Both streams use typed discriminated unions - every event type maps to a distinct payload schema in the OpenAPI specification. SDKs generated from the spec produce type-safe union types automatically, so consumers can switch on the event type and get compile-time guarantees on the payload structure.

## Decision Trace

Every conversation turn is classified with structured signal and effect types, creating an explainability layer over agent reasoning. Each turn carries a `signal_kind` (what triggered the agent's response - caller speech, tool result, state transition, barge-in) and an `effect_kind` (what the agent did - spoke, invoked a tool, navigated to a new state, escalated).
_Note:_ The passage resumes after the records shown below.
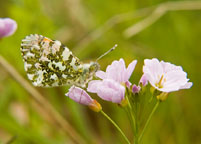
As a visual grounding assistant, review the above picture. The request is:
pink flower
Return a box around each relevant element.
[140,74,148,86]
[66,86,102,112]
[143,58,192,92]
[132,84,141,94]
[0,18,17,38]
[87,58,137,103]
[87,79,125,103]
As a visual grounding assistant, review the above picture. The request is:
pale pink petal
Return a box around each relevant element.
[140,74,148,86]
[180,82,193,89]
[0,18,17,38]
[96,71,107,79]
[143,59,192,92]
[143,58,163,84]
[124,60,137,82]
[160,61,183,73]
[106,59,126,82]
[65,86,94,106]
[125,81,132,88]
[132,84,141,94]
[87,80,102,93]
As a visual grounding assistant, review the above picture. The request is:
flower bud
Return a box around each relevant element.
[156,92,168,101]
[88,100,102,112]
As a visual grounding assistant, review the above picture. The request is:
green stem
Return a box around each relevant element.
[139,100,160,142]
[101,111,131,144]
[126,97,136,133]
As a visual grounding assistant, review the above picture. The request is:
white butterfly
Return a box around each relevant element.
[21,34,100,87]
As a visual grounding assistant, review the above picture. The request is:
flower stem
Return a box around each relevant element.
[138,100,160,142]
[101,111,131,144]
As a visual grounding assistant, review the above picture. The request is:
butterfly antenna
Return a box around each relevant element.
[96,44,118,62]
This classification is computed at read time from existing turn data, requiring no additional storage.

Decision events are emitted at the end of each call for analytics queries, producing three derived metrics: turns per call, tool invocation rate, and state transition rate. These metrics feed into the metric store and can be tracked over time to understand how agent behavior changes across configuration updates.

## Agent Trace APIs

Two debugging endpoints provide full visibility into agent reasoning for any completed call:

* **Execution trace** - Per-turn log with the action taken, tools invoked, state transitions, detected emotions, inner reasoning thoughts, and response latency. Includes barge-in details showing which agent speech was interrupted and what utterances were discarded.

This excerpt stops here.